Тамара напряглась. Профессиональное чутье, выработанное годами поиска брака на конвейере, подсказывало: сейчас будет «косяк».

— В каком месте расточительно, Витя? В том, что я колбасу не «Красная цена» беру, а ту, в которой мясо ночевало?

— Да во всем! — Виктор махнул рукой. — Вот дети сегодня придут. Внук. Опять подарки, опять стол ломится. Денег — прорва. А я, между прочим, давно хотел лодку купить. ПВХ, с мотором. С мужиками на Ладогу ходить.

— И? — Тамара прищурилась.

— И всё! Хватит! Я решил: входим в режим жесткой экономии. Я им сегодня так и скажу.

— Кому «им»?

— Детям! Ирке с мужем. И этому… оболтусу нашему, Пашке. Хватит с них. Взрослые лоси, а всё «пап, дай», «мам, подкинь». Я вам не Дед Мороз, мешок пустой!

Тамара посмотрела на мужа долгим взглядом, каким обычно смотрела на партию курток с криво пришитыми карманами.
— Витя, ты головой ударился или это возрастное? У Пашки ипотека, Ирка в декрете сидит, копейки считает. Мы же договаривались помочь им немного.

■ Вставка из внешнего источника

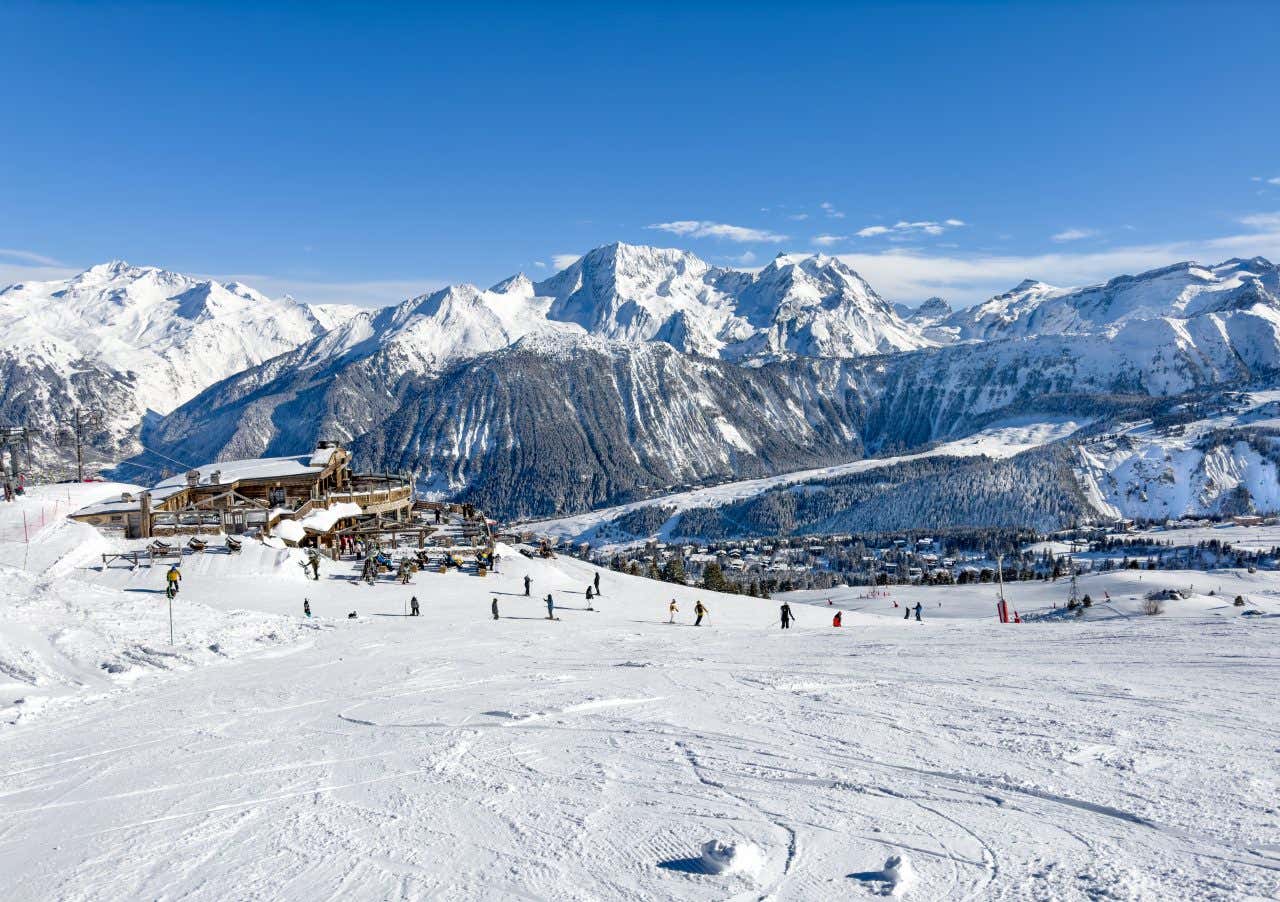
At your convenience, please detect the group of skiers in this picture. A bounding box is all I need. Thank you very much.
[288,551,942,629]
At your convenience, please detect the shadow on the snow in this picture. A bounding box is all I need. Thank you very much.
[658,857,713,874]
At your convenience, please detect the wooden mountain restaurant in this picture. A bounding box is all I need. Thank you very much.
[70,441,413,544]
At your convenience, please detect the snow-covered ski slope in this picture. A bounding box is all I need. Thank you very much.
[0,486,1280,901]
[520,417,1088,549]
[1079,389,1280,519]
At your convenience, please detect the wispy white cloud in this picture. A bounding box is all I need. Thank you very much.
[645,219,787,243]
[1051,229,1098,243]
[855,219,965,239]
[0,247,63,266]
[1236,210,1280,232]
[838,212,1280,306]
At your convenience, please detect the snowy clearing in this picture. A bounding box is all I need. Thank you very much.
[520,417,1088,549]
[0,486,1280,899]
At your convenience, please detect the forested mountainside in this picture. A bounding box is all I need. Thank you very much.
[669,445,1097,540]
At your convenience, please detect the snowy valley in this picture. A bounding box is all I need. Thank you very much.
[0,243,1280,526]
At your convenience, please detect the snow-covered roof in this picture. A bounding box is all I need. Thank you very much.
[151,448,335,500]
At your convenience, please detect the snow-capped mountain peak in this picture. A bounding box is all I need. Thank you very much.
[0,260,324,465]
[948,257,1280,339]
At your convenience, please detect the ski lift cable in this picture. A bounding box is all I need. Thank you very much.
[134,443,195,470]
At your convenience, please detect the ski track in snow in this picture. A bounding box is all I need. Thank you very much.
[0,486,1280,901]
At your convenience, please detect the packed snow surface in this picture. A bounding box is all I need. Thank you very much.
[0,486,1280,901]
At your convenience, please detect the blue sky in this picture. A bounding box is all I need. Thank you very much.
[0,3,1280,303]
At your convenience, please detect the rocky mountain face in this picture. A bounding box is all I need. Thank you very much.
[17,244,1280,527]
[0,261,324,468]
[946,257,1280,345]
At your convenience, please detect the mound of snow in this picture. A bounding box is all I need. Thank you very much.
[701,839,764,876]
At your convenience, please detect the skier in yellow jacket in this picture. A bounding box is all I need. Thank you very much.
[164,564,182,597]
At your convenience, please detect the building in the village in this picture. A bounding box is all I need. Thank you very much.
[72,441,413,545]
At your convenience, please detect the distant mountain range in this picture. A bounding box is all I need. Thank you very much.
[0,244,1280,527]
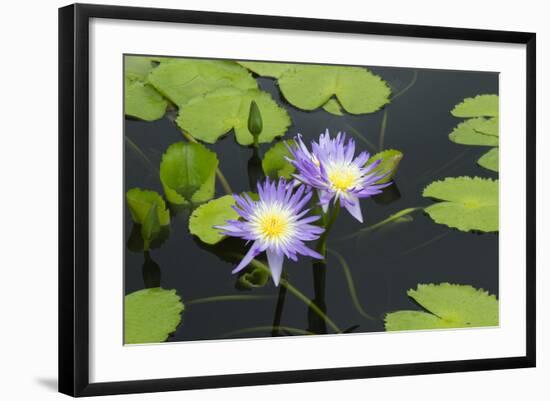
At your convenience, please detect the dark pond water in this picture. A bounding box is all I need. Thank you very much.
[124,62,498,341]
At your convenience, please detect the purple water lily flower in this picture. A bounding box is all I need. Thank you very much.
[216,178,324,286]
[288,129,391,223]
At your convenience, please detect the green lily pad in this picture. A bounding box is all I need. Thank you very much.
[422,177,498,232]
[237,61,296,78]
[262,139,296,180]
[451,95,498,117]
[124,56,168,121]
[160,142,218,205]
[124,288,184,344]
[237,266,270,290]
[189,195,239,245]
[474,117,499,136]
[279,65,391,114]
[126,188,170,226]
[449,118,498,146]
[385,283,499,331]
[477,148,498,172]
[367,149,403,184]
[176,88,290,146]
[148,59,258,107]
[323,98,344,116]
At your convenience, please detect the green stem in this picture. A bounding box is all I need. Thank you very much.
[218,326,315,338]
[378,109,388,151]
[328,248,374,320]
[248,255,342,333]
[185,295,273,306]
[339,206,424,241]
[180,130,234,195]
[317,200,340,256]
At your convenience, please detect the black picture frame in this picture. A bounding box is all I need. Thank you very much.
[59,4,536,397]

— Передоговариваемся! — Виктор хлопнул ладонью по столу. — Моя пенсия — это моя пенсия. Твоя зарплата — на хозяйство. А излишки — в фонд лодки. Всё, Тома. Я глава семьи, я так решил. Баста!

К семи вечера подтянулись «нахлебники», как мысленно окрестил их Виктор.
Дочь Ира, бледная, с кругами под глазами (малому два года, зубы лезут), принесла торт «Птичье молоко». Зять Костя, молчаливый работяга с автосервиса, скромно поставил на стол бутылку коньяка. Сын Пашка, вечно взъерошенный менеджер по продажам чего-то никому не нужного, влетел последним, держа в руках пакет с мандаринами.

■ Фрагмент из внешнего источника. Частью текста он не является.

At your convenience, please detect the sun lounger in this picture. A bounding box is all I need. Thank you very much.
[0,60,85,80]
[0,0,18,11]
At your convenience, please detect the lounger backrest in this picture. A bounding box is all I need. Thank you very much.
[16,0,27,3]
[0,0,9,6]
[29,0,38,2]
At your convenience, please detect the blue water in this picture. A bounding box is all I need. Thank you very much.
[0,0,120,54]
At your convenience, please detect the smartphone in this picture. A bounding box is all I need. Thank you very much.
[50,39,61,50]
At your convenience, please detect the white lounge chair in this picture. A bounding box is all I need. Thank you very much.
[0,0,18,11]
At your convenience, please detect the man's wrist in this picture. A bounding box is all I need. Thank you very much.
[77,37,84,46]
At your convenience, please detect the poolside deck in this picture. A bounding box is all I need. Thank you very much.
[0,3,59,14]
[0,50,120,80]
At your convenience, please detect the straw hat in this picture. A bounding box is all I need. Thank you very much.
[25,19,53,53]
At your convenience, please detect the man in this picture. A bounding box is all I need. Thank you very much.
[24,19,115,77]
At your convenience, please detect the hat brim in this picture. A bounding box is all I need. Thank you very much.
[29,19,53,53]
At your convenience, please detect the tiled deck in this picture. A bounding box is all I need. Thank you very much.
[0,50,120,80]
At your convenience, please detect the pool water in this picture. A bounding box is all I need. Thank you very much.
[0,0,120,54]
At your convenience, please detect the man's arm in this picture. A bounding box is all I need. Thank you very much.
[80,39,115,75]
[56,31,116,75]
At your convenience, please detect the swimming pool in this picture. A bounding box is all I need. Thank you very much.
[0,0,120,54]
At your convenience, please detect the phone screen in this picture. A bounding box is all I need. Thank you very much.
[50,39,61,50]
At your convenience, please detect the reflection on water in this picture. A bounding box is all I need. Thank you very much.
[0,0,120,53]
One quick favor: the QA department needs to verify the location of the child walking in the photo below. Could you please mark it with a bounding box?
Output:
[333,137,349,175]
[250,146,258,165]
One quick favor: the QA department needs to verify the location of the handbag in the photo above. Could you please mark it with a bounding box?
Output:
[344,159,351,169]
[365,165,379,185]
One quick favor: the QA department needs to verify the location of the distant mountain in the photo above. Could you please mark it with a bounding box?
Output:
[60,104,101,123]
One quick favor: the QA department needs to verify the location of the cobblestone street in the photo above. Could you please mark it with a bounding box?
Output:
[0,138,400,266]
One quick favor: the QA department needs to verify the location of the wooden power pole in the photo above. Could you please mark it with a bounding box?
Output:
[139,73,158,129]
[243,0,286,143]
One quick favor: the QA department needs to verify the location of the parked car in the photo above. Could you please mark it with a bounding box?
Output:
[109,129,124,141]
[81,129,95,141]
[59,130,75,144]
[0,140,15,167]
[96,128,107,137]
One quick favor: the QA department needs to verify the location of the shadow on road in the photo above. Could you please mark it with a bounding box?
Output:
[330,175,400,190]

— Мать, отец, с наступающим! — Пашка плюхнулся на диван. — Ух, пробки 10 баллов, город стоит! Слушайте, пап, там у меня по резине вопрос… Я переобулся, а денег не подрассчитал, можно я у вас перехвачу тыщ пять до аванса?

Виктор Степанович, который до этого с аппетитом накладывал себе селедку под шубой, замер. Он медленно положил вилку, вытер губы салфеткой и встал. Вид у него был торжественный, как у директора завода на планерке.

— Вот об этом я и хотел поговорить, — произнес он весомо. — Павел, Ирина. Вы уже взрослые люди.

Тамара Ильинична на кухне замерла с противнем курицы в руках. «Ну, погнала массовка по кочкам», — подумала она.

— Мы с матерью вас вырастили, выучили, — вещал Виктор. — Но краник перекрывается. Я посчитал наши расходы. Это не бюджет, это дыра! Поэтому с сегодняшнего дня объявляю дефолт по вашим хотелкам.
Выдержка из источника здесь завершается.